Repository Contents:
sample-data/google-drive-docs/
- 15 Festival Operations documents in various formats (PDF, DOCX, PPTX, JPG)sql/
- Reusable SQL scripts for setup, checks, and verificationTaskfile.yml
- Automation tasks for building additional documentsFor executing SQL scripts directly in Snowsight, you can import this repository into Snowflake Workspaces:
https://github.com/Snowflake-Labs/sfguide-getting-started-openflow-unstructured-data-pipeline
Learn more about integrating Workspaces with Git.
Log into Snowsight using your credentials to create the necessary database objects.
Open Snowflake Workspaces and run the following SQL commands to create the warehouse, database, schema, and role.
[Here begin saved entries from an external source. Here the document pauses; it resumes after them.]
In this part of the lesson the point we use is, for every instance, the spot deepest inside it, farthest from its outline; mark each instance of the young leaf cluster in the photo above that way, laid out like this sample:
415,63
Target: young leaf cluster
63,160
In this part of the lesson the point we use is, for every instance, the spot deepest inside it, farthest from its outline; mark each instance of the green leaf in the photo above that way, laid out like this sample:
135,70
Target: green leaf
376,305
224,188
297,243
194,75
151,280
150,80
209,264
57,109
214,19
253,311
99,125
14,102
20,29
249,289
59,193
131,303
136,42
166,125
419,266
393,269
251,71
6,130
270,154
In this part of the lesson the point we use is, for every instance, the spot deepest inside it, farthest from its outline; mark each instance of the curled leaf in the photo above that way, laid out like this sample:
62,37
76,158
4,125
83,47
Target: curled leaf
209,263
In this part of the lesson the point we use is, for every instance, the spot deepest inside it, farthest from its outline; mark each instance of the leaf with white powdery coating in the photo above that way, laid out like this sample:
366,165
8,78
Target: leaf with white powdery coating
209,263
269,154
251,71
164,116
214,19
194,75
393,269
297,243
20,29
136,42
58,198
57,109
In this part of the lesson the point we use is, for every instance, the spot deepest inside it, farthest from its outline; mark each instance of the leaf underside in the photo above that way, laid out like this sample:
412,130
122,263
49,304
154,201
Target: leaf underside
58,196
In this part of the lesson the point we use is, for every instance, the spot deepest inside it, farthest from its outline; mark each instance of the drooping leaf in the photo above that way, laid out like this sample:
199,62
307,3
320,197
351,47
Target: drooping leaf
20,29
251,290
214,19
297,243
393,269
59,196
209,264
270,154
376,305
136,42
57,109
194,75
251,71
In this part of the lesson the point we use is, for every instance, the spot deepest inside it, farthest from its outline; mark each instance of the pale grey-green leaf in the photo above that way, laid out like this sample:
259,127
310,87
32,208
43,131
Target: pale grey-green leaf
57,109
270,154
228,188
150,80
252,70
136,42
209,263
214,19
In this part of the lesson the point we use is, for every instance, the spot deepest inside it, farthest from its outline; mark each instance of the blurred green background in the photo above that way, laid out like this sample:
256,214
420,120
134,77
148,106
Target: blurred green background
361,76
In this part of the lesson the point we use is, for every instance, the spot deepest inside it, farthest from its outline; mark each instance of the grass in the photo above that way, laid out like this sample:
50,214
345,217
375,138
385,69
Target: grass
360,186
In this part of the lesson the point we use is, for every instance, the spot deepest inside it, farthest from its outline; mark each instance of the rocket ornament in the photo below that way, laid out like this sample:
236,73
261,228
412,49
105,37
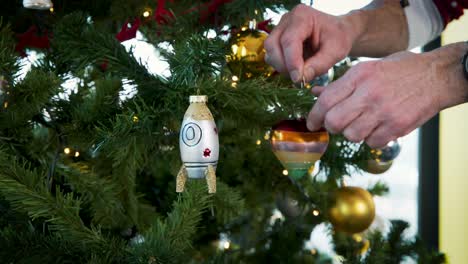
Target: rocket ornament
199,145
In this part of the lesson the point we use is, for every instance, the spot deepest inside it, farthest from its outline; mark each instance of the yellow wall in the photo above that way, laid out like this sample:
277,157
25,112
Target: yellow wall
454,167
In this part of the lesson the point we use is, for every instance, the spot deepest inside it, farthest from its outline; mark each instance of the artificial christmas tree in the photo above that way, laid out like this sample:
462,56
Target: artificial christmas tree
89,176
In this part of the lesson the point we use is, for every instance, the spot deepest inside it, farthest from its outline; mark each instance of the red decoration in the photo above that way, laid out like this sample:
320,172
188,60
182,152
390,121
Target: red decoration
126,32
32,38
207,153
161,14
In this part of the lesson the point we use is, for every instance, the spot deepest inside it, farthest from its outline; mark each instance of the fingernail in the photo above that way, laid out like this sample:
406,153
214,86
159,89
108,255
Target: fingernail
310,73
295,76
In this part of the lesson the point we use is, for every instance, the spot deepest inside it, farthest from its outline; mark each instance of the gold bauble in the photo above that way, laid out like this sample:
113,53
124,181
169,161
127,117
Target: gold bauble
375,166
352,210
247,56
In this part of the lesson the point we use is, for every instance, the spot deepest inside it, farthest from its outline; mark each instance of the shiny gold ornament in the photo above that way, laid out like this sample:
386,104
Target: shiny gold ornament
247,55
375,167
352,210
381,159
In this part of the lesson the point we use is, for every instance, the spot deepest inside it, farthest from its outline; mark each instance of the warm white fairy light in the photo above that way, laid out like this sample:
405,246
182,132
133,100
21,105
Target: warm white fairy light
66,150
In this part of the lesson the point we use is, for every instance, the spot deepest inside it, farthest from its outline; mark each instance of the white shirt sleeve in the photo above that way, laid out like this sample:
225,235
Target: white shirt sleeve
424,22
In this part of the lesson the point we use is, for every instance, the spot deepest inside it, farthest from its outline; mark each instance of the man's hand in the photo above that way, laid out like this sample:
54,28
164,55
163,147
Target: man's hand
379,101
306,43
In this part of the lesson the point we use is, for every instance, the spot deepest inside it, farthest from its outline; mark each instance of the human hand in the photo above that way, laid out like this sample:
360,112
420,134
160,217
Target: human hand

-- Create role and warehouse
USE ROLE ACCOUNTADMIN;
CREATE ROLE IF NOT EXISTS FESTIVAL_DEMO_ROLE;
CREATE WAREHOUSE IF NOT EXISTS FESTIVAL_DEMO_S
WAREHOUSE_SIZE = SMALL
AUTO_SUSPEND = 300
AUTO_RESUME = TRUE;
GRANT USAGE ON WAREHOUSE FESTIVAL_DEMO_S TO ROLE FESTIVAL_DEMO_ROLE;
-- Create database and grant ownership
CREATE DATABASE IF NOT EXISTS OPENFLOW_FESTIVAL_DEMO;
GRANT OWNERSHIP ON DATABASE OPENFLOW_FESTIVAL_DEMO TO ROLE FESTIVAL_DEMO_ROLE;
-- Grant role to current user
SET CURR_USER=(SELECT CURRENT_USER());
GRANT ROLE FESTIVAL_DEMO_ROLE TO ROLE IDENTIFIER($CURR_USER);
-- Switch to demo role and create schema
USE ROLE FESTIVAL_DEMO_ROLE;
USE DATABASE OPENFLOW_FESTIVAL_DEMO;
CREATE SCHEMA IF NOT EXISTS FESTIVAL_OPS;
Cortex Search and Snowflake Intelligence are available by default in most regions.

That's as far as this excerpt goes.